Nanogpt
cheat sheet
Artificial Intelligence is taking over our world. Here is a quick guide for CS4501 to deploy this revolutionary technology and create your own burning man attendee.
Created with Dalle3
PREP
You are about to train a real, fully working artificial intelligence model, and things can (and will) probably go wrong. Don’t fret, ask for help, and utilize all of the skills you learned in this class to create a true A.I. Welcome to the uprising.
TMUX:
If you are still not using a terminal multiplexer, there is no time like the present:
TABBY: (Steve’s Recc.. (GET THIS ONE IF YOU DON’T KNOW)) => https://tabby.sh/
HYPER: Terminal Multiplexer hybrid mostly for MacOS => https://hyper.is/
SCREEN: For the VIM Evangelists that love pain => https://www.gnu.org/software/screen/
FTG:
File Transfer Guides for when we inevitably forget the command
Secure Content Protocol (SCP): GeeksForGeeks.org
Secure File Transfer Protocol (SFTP): GeeksForGeeks.org
Acquire
GPU
Enabled Machine
First, we need to get access to a GPU-Enabled Machine using the CS dept. resources. This is the recommended way of completing this assignment.
If you are feeling extra saucy, or want to use this on a personal device (because its fun-as-heck) you can attempt this with your OWN GPU DESKTOP. However, we do not officially support it and cannot guarantee results.
If you have a Windows 11 or Linux desktop with an NVIDIA GPU (sorry AMD) and want to attempt installing the proper drivers, talk to Steve, but note that this is considered unsupported and outside the scope of this project.
SSH into the cs portal
Fun Fact: The CS Dept. maintains multiple portals, so if one of them seems to be slow, try ssh-ing into a different numbered portal.
SSH into A GPU Enabled Machine
Choose from the below machines and ssh into one using the following command:
ssh <userid>@gpusrv<XX>.cs.virginia.edu
ssh <userid>@portal.cs.virginia.edu
CONFIG
Conda
Anaconda, or as most people know it Conda, is a python package manager that creates a virtual environment container. Why would you want that? Because when something goes Kah-poot you only have to nuke your environment instead of your entire OS.
Activate the CONDA Module
The CS servers are not sudo enabled, so the only way to install packages outside of the conda environment is by using modules. To load/install conda on your gpu-server use the following command:
module load anaconda3
You may need to log out of portal and relog back in. If you completed this step right, you should see a new (base) at the front of your terminal/command prompt session. This indicates that Conda has been initialized to its default environment. You can see the avilable modules using the command:
module list
If conda is still not appearing, you may need to run the conda init command:
conda init
Install
NAnoGPT
For installing NanoGPT, all instructions were taken directly from the github readme: https://github.com/karpathy/nanoGPT. This guide will help you startup and get the basic example running.

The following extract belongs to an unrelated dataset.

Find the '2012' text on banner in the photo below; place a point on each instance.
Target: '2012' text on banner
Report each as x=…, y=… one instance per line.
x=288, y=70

You will have to feed the model your own data and continue training the model after this guide finishes.
CREATE YOUR CONDA enviroment
First, you need to create the Conda env. that you will install all of your python packages to. You can do this with the following command:
conda create —n nanoGPT python=3.10
Hit y for yes to install the new packages and dependencies.
This creates a new Conda environment. Note that the last command is specifying the python version. This can be changed but shouldn’t be necessary for this assignment.

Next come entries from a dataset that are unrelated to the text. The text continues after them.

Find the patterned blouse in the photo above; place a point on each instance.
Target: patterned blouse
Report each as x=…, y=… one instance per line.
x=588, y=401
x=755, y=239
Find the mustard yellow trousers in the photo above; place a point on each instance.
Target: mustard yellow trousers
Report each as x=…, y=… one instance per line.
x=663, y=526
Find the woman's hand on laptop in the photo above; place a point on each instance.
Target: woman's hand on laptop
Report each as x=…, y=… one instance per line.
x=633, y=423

Activate your new conda environment with the following command:
conda activate nanoGPT
To the right of your command prompt, you should now see nanoGPT instead of base.
Make sure that as you are installing new packages, you always see the following (nanoGPT)before your command prompt.
- IMPORTANT NOTE -
You will have to reactivate the Conda enviroment EVERY TIME YOU LOG IN! If you’ve logged out of your session, and haven’t run the above conda activate command, then your code may not work. Reactivate your conda enviroment and your code should start working again.
- - - - - - - - - -
CLone the github repo
Clone nanoGPT’s github repo using the following command:
git clone https://github.com/karpathy/nanoGPT.git
install the required packages
This is the step where something will most likely go wrong. Especially with Pytorch. Make sure that you followed the above steps, and if necessary rebuild your conda environment. It is best to start from a fresh environment when trying new configurations, especially if an install broke.
Install nanoGPT’s dependencies using the following command:
python3 -m pip install torch numpy transformers datasets tiktoken wandb tqdm
Torch may have a broken install. If you receive a CudNN error, other students have been able to remedy this with the following command:
python3 -m pip install torch torchvision torchaudio -f https://download.pytorch.org/whl/cu111/torch_stable.html
Test your nanogpt installation
Next, test NanoGPT to make sure it is working properly by running the example in the quickstart guide.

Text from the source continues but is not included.